- Specialty: Neurology

= Hereditary sensory and autonomic neuropathy =

Hereditary sensory and autonomic neuropathy (HSAN) or hereditary sensory neuropathy (HSN) is a kind of disease which inhibits sensation.

This condition is less common than Charcot-Marie-Tooth disease.

==Classification==
Eight different clinical entities have been described under hereditary sensory and autonomic neuropathies – all characterized by progressive loss of function that predominantly affects the peripheral sensory nerves. Their incidence has been estimated to be about 1 in 250,000.

===Type 1===

Hereditary sensory neuropathy type 1 is a condition characterized by nerve abnormalities in the legs and feet (peripheral neuropathy). Many people with this condition have tingling, weakness, and a reduced ability to feel pain and sense hot and cold. Some affected individuals do not lose sensation, but instead feel shooting pains in their legs and feet. As the disorder progresses, the sensory abnormalities can affect the hands, arms, shoulders, and abdomen. Affected individuals may also experience muscle wasting and weakness as they get older, but this varies widely within families.
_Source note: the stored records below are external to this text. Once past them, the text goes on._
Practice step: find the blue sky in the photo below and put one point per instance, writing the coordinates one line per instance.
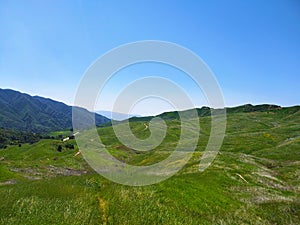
(252, 47)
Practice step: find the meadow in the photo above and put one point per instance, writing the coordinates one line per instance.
(255, 178)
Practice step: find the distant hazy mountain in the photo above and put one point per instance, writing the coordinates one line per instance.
(116, 115)
(36, 114)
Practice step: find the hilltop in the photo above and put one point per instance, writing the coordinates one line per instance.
(23, 112)
(253, 180)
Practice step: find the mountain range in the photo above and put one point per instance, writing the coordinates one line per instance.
(23, 112)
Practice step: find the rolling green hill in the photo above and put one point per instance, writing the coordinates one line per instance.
(255, 179)
(36, 114)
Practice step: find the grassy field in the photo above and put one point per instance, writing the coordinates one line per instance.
(255, 179)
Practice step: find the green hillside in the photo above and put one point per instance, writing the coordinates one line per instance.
(255, 179)
(23, 112)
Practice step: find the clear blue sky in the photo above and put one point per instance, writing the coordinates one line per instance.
(253, 47)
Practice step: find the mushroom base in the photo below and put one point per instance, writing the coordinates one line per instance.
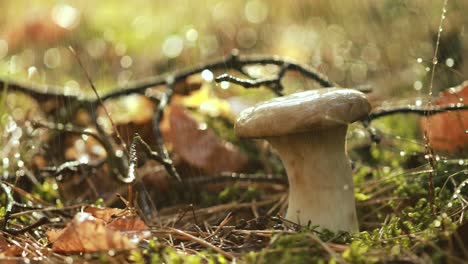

Affected individuals typically get open sores (ulcers) on their feet or hands or infections of the soft tissue of the fingertips (whitlows) that are slow to heal. Because affected individuals cannot feel the pain of these sores, they may not seek treatment right away. Without treatment, the ulcers can become infected and may require amputation of the surrounding area.

Albeit rarely, people with hereditary sensory neuropathy type 1 may develop hearing loss caused by abnormalities of the inner ear (sensorineural hearing loss).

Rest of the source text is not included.